Using implicit measures in Power BI is possible. An example is the Discounts column in the Sales table below. You drag Discounts (Sigma icon) on to the reporting canvas to visualise it on a card.
Implicit measures have the following limitations:
- Automatic label
- Formatting wrong
- Basic mathematical aggregations only
- Don’t work with “Analyze in Excel”
- Repeating logic
The last point is very important and worth an example. Sales = Gross Sales - Discounts, we create a DAX measure for this:
Sales Sum WET = SUMX(Sale,Sale[Units Sold] * Sale[Sale Price]) - SUM(Sale[Discounts])
Alternatively, we define explicit measures for each part:
Gross Sales Sum = SUMX(Sale,Sale[Units Sold] * Sale[Sale Price])
Discounts Sum = SUM(Sale[Discounts])
Now our Sales measure is:
Sales Sum = [Gross Sales Sum] - [Discounts Sum]
[Discounts Sum] is now defined once, and used everywhere.
Define the logic for each measure at a single location. Any change is done once and flows throughout your application.
SOLUTION: Create explicit DAX measures. Assign an unambiguous name, apply formatting and use the full power of DAX to create more complex measures. Reference measures in other measures to encapsulate logic in a single location. You make future bug fixes or change requests in one place, truly matching our requirements not to repeat ourselves.
5: Add columns at source
Don’t add DAX calculated columns (unless you have to).
You can add DAX calculated columns when the attribute does not exist at the source. Examples:
- Is the date a bank holiday
- Is the date a weekend
- Five-year customer age bracket
- Was the sale discounted
Calculated columns are not DAX measures. Always create a measure when performing an aggregation. Calculated columns are computed at data refresh and stored in the data model.
Change the data source to add the column where possible. Add a table column or update an abstraction layer view adding the attribute. The column is now available for all and logic does not have to be repeated.

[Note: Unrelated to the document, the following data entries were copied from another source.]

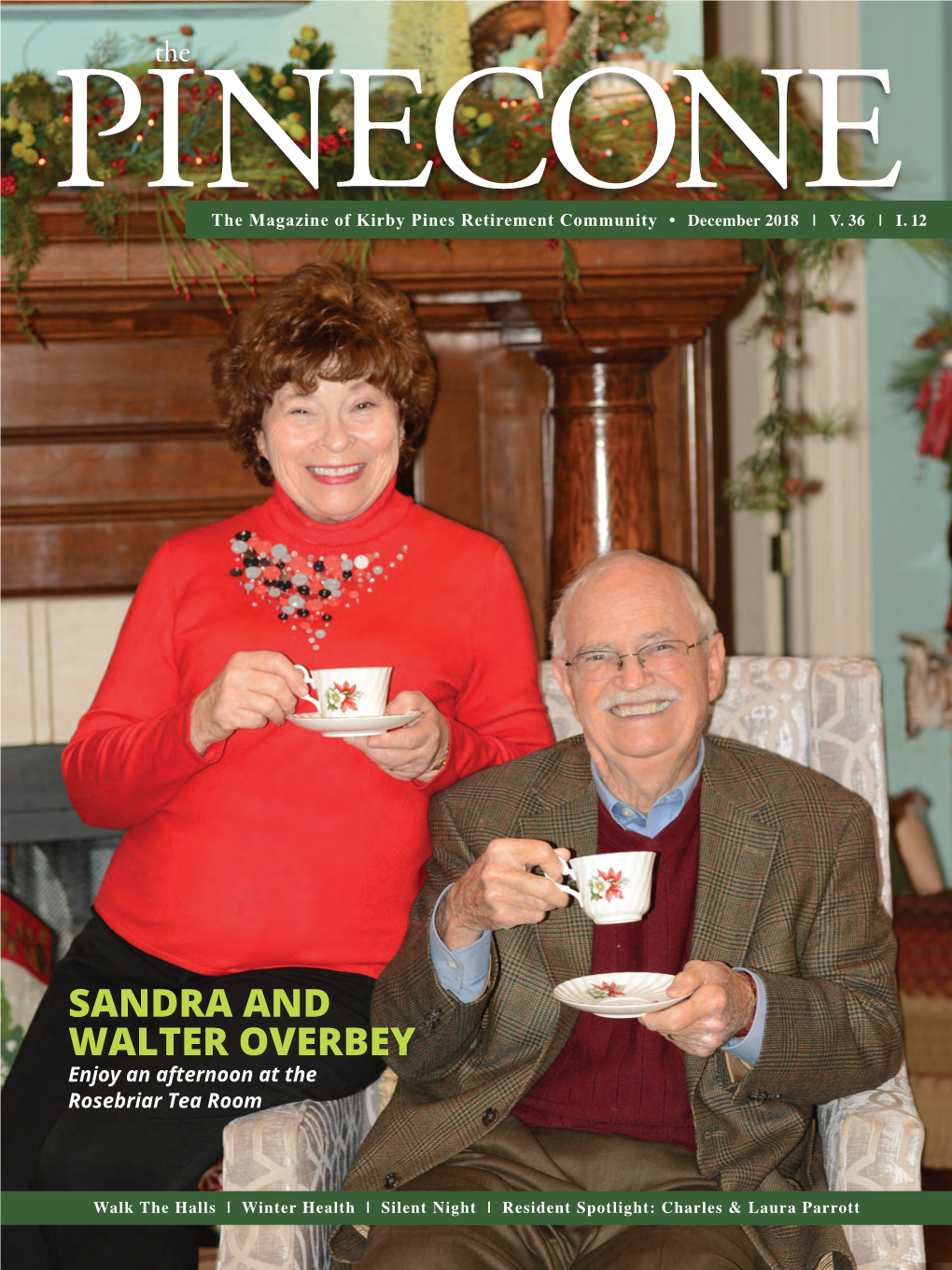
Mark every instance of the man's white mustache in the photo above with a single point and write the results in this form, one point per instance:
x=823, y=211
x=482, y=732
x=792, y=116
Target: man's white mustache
x=640, y=698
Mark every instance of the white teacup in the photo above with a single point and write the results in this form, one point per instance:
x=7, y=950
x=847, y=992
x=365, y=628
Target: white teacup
x=348, y=692
x=614, y=886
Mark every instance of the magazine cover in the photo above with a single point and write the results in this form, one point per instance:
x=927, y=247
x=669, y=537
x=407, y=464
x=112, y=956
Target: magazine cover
x=476, y=634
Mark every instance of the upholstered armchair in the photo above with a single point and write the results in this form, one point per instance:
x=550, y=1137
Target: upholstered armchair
x=821, y=713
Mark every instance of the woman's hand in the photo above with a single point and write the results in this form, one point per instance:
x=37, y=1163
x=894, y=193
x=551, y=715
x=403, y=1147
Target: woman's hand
x=253, y=690
x=412, y=752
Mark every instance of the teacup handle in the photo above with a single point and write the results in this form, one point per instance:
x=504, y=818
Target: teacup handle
x=567, y=871
x=307, y=680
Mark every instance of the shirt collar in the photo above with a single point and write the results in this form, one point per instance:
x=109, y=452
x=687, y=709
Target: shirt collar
x=676, y=797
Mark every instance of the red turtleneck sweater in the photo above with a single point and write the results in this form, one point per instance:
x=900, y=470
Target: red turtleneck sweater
x=281, y=846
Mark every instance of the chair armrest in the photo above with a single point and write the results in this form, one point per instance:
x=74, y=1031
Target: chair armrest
x=874, y=1140
x=300, y=1146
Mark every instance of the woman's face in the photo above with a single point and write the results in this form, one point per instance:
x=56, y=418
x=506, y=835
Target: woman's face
x=333, y=451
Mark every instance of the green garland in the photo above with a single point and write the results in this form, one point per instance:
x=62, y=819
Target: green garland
x=501, y=140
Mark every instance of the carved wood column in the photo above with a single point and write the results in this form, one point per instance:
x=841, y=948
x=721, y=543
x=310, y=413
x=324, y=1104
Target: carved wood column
x=605, y=470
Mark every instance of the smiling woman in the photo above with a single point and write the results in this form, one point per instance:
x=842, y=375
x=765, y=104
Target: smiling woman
x=258, y=854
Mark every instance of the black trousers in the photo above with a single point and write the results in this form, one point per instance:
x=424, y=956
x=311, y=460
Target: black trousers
x=49, y=1145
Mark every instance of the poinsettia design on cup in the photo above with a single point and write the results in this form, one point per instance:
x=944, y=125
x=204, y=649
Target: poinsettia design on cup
x=602, y=991
x=343, y=698
x=609, y=885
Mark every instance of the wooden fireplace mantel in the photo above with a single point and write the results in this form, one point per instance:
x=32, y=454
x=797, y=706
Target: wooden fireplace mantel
x=584, y=426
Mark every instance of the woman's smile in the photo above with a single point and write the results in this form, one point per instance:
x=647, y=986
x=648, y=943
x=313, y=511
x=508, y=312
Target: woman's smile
x=333, y=450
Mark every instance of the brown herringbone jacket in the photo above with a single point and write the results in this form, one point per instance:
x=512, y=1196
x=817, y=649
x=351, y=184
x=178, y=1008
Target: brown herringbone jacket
x=787, y=885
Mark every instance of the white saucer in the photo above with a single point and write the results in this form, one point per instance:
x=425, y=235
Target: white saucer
x=640, y=995
x=360, y=726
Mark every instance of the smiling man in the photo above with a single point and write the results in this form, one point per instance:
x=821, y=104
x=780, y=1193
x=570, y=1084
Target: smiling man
x=764, y=907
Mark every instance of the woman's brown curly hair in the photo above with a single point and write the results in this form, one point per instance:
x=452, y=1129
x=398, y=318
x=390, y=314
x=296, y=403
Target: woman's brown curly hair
x=323, y=323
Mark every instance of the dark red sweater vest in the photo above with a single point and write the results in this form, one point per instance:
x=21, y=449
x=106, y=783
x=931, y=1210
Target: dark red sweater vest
x=614, y=1076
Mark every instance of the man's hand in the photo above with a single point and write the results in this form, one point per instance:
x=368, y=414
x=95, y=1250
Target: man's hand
x=497, y=892
x=722, y=1005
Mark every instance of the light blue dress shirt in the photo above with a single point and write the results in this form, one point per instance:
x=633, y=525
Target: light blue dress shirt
x=464, y=970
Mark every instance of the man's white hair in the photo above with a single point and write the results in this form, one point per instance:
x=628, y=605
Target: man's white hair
x=595, y=568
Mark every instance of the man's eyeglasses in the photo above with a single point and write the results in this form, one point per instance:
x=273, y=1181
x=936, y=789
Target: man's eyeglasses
x=665, y=656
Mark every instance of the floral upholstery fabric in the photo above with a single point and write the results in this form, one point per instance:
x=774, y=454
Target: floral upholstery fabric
x=822, y=713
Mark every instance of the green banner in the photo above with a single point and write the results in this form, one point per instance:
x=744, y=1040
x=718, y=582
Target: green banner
x=475, y=1208
x=525, y=219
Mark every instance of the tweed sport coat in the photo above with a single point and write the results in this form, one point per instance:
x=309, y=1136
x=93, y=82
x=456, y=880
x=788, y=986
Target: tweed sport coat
x=787, y=885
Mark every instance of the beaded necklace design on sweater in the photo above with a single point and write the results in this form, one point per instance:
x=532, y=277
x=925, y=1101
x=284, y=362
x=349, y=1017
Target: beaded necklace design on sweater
x=305, y=588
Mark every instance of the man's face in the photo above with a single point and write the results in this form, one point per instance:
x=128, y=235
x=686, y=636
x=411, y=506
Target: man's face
x=637, y=715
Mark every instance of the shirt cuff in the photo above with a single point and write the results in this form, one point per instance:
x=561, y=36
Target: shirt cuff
x=748, y=1048
x=460, y=970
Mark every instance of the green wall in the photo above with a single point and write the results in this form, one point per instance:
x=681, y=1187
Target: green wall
x=908, y=500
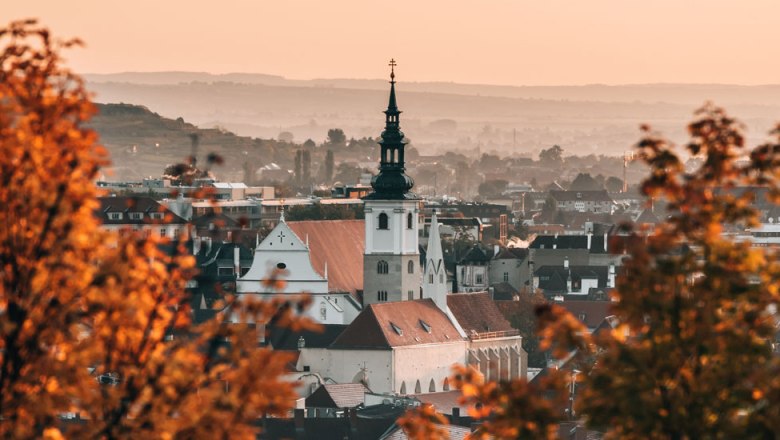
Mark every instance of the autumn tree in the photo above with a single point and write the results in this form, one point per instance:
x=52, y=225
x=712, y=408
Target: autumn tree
x=691, y=354
x=78, y=303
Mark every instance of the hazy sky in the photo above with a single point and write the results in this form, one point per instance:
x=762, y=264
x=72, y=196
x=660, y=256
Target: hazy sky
x=519, y=42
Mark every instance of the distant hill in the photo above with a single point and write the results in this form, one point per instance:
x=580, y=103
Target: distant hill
x=142, y=142
x=439, y=116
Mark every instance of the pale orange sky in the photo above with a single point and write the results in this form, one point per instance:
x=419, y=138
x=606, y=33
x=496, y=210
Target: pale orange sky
x=517, y=42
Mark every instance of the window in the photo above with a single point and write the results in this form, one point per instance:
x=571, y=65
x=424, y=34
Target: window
x=383, y=221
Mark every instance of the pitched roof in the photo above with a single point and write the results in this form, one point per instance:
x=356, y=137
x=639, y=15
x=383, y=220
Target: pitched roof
x=586, y=196
x=134, y=204
x=444, y=401
x=503, y=291
x=340, y=244
x=282, y=338
x=477, y=313
x=395, y=324
x=342, y=395
x=591, y=313
x=454, y=432
x=475, y=255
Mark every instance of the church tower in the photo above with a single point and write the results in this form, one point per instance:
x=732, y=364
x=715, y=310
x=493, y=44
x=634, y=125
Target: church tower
x=391, y=261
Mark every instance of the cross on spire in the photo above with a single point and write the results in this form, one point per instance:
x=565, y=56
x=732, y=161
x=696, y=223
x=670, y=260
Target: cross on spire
x=392, y=65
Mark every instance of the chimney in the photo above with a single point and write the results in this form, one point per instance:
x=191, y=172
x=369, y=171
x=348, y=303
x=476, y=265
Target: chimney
x=300, y=419
x=237, y=261
x=611, y=276
x=353, y=429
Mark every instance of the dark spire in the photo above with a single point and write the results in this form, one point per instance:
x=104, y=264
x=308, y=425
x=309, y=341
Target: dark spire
x=392, y=183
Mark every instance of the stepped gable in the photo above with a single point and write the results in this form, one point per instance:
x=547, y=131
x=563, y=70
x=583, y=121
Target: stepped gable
x=477, y=313
x=396, y=324
x=340, y=244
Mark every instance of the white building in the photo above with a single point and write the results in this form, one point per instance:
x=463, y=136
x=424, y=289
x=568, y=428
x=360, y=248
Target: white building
x=282, y=255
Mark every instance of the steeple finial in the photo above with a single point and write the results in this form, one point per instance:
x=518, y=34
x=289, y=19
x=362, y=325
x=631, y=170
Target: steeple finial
x=392, y=65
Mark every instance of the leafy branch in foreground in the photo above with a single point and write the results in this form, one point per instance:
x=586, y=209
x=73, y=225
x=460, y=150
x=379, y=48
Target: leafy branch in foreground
x=692, y=354
x=78, y=302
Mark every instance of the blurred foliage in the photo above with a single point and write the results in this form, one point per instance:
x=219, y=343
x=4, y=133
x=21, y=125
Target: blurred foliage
x=690, y=353
x=78, y=303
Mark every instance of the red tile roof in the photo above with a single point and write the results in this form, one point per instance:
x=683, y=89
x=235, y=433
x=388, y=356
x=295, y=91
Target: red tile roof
x=394, y=324
x=341, y=244
x=477, y=313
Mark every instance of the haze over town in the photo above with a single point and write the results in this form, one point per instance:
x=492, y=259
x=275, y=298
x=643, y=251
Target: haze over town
x=399, y=220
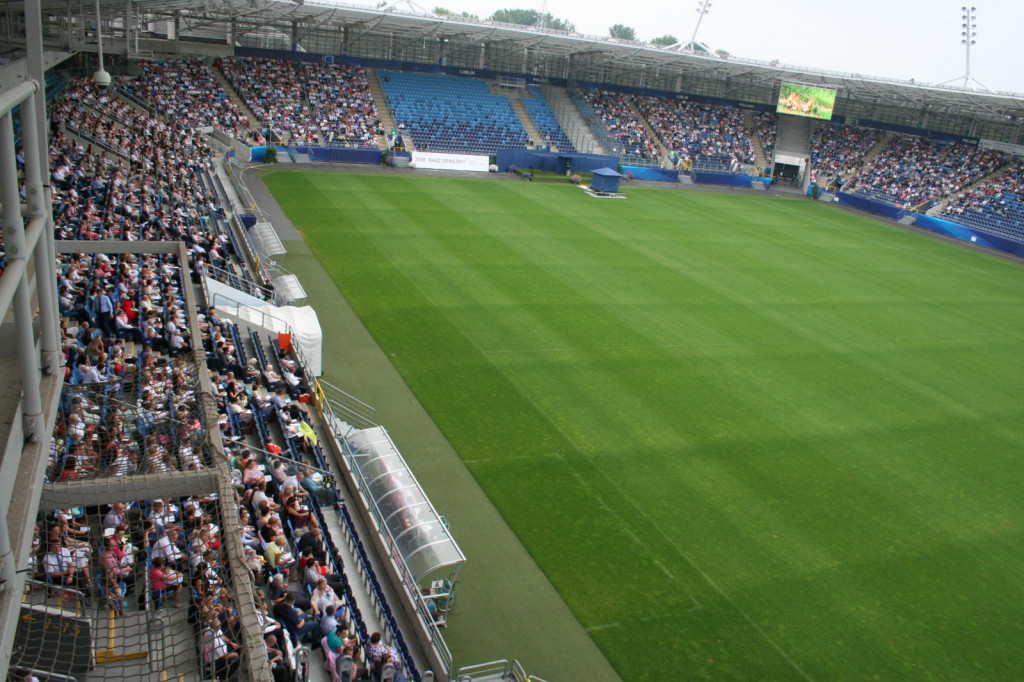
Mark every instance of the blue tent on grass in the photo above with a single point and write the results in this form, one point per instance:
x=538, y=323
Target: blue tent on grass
x=605, y=179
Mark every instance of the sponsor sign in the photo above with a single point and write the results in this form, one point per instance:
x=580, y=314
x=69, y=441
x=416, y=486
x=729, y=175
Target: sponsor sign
x=435, y=161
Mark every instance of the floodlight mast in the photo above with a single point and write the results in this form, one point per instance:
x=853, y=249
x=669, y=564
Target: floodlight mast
x=702, y=9
x=100, y=78
x=968, y=35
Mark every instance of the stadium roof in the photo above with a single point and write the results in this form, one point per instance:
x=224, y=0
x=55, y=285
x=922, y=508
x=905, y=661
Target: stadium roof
x=406, y=19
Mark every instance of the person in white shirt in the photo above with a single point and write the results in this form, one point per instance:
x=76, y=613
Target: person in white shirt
x=166, y=547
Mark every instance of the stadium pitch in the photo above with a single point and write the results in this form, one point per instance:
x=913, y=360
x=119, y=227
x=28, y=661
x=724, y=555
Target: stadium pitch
x=745, y=437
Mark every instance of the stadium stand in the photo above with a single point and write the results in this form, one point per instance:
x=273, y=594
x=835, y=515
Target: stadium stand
x=707, y=134
x=187, y=90
x=138, y=395
x=620, y=124
x=837, y=151
x=133, y=407
x=545, y=121
x=315, y=103
x=912, y=170
x=994, y=206
x=450, y=114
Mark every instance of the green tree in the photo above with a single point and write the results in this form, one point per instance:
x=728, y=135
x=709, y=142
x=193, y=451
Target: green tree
x=622, y=32
x=530, y=17
x=444, y=11
x=521, y=16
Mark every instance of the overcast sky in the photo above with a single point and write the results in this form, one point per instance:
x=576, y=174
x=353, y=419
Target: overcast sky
x=903, y=39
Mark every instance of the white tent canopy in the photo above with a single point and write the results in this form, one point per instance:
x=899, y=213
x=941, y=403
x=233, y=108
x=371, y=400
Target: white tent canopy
x=301, y=322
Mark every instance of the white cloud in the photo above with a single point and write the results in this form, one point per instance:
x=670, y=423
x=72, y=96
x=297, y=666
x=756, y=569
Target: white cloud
x=904, y=39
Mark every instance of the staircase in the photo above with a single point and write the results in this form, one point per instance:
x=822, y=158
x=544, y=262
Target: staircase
x=383, y=112
x=974, y=185
x=662, y=148
x=871, y=153
x=571, y=121
x=524, y=119
x=235, y=97
x=760, y=158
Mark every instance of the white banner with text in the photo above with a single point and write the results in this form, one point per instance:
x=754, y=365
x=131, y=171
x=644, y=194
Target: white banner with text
x=437, y=161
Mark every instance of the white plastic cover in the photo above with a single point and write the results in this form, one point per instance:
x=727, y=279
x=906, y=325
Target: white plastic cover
x=302, y=321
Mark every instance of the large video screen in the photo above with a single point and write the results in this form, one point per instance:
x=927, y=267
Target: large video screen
x=806, y=100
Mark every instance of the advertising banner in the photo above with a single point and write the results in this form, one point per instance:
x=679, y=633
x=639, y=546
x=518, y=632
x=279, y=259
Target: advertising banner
x=436, y=161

Data compression is also more efficient when importing a column rather than adding via DAX.
SOLUTION: Add a required column at the source. You define this logic once, allowing its use everywhere in any reporting tool. You achieve better storage compression and don’t have to repeat logic. Go ahead and add using DAX if you don’t have source permissions and any alternative.
Business intelligence solutions are not fire-and-forget. They evolve and the following change:
- User count
- Data sources
- Data location
- Measure logic
- Model size
- Reporting tool
- Refreshes per day
- Report authors
- Maintenance window
You will be making regular changes, so make your life easy. Use the five points in this post to design a flexible solution that is a pleasure to maintain.